Vulkan si allontanò con le mani nelle tasche. Accennò un sorriso, nel sentire Oleander urlargli dietro che l’aveva presa troppo sul serio prima, quando aveva dichiarato di essere la sua schiava personale.
 
La Corte
Casa Lee
 
Appollaiata sulla finestra della sua camera, Izzie era calata nell’intraprendere uno dei suoi hobbies preferiti: osservare la vita al di fuori di essa attraverso gli occhi del suo amato binocolo.
La casa della famiglia Lee affacciava sulla piazza centrale della Corte e fin da quando non era che una bambina, Izzie adorava vedere il via vai di persone che davano vita a quel luogo che ospitava negozi e mercati.
 
- Ancora con quell’attrezzo? Non devi lavorare oggi? -
 
August, suo padre, si era affacciato alla porta della sua camera e la guardava con le braccia conserte. Izzie abbassò il binocolo e scosse il capo: - Oggi ho il giorno libero, ma sto aspettando due colleghi per andare a fare visita all’orfanotrofio Strong. –
 
August aggrottò le sopracciglia: - Lo Strong? Ti è stato per caso ordinato? –
 
- No, macché! – Izzie scivolò via dalla finestra e recuperò la giacca da aviatore che era solita indossare – Penso solo che se voglio dare il massimo, è giunto il momento che io conosca un po’ cosa c’è lì fuori… invece di limitarmi a usare quello. – Con un sorriso limpido, Izzie indicò il binocolo abbandonato sul davanzale, poi infilò la giacca mentre il padre continuava a osservarla con cipiglio.

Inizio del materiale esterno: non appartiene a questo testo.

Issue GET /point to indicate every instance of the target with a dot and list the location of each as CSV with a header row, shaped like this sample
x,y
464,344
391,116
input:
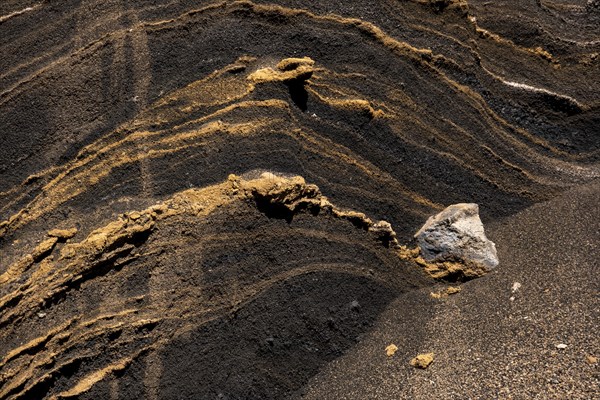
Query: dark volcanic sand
x,y
125,119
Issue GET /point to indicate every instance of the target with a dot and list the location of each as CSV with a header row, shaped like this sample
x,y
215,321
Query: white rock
x,y
457,233
516,287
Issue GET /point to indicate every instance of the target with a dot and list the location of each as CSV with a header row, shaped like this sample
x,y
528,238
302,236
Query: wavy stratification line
x,y
116,251
378,120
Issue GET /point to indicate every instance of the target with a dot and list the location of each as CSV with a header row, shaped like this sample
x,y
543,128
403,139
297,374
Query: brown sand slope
x,y
487,346
142,131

La ragazza lo guardò con perplessità: - Papà, qualcosa non va? -
 
August scosse la testa: - Niente di importante, solo, ecco… stai attenta; non mi entusiasma l’idea che tu visiti luoghi del genere. –
 
- Ma è un orfanotrofio! Cosa vuoi che mi accada! E poi sono una Sentinella, è mio dovere ampliare le mie conoscenze del mondo per compiere il mio dovere con dignità, non credi? Ora sarà meglio che vada, non voglio far aspettare nessuno. -
 
August osservò la figlia salutarlo e chiudersi l’uscio di casa alle spalle, così si spostò davanti la finestra del modesto salotto di famiglia: seguì sua figlia con lo sguardo sgattaiolare fra la miriade di persone, mentre agitava la mano in segno di saluto. Ad August piaceva l’idea che sua figlia fosse diventata parte attiva delle Sentinelle, un ruolo rispettabile e fondamentale all’interno della Corte. La sua era sempre stata una famiglia modesta e lui, al massimo, aveva ottenuto di essere l’autista personale di Jude Millan. Ma se da una parte era fiero di Izzie, dall’altra temeva che sua figlia, una persona buona e dal candore spiccato, potesse risentire dei colpi inferti dal mondo all’infuori della Corte.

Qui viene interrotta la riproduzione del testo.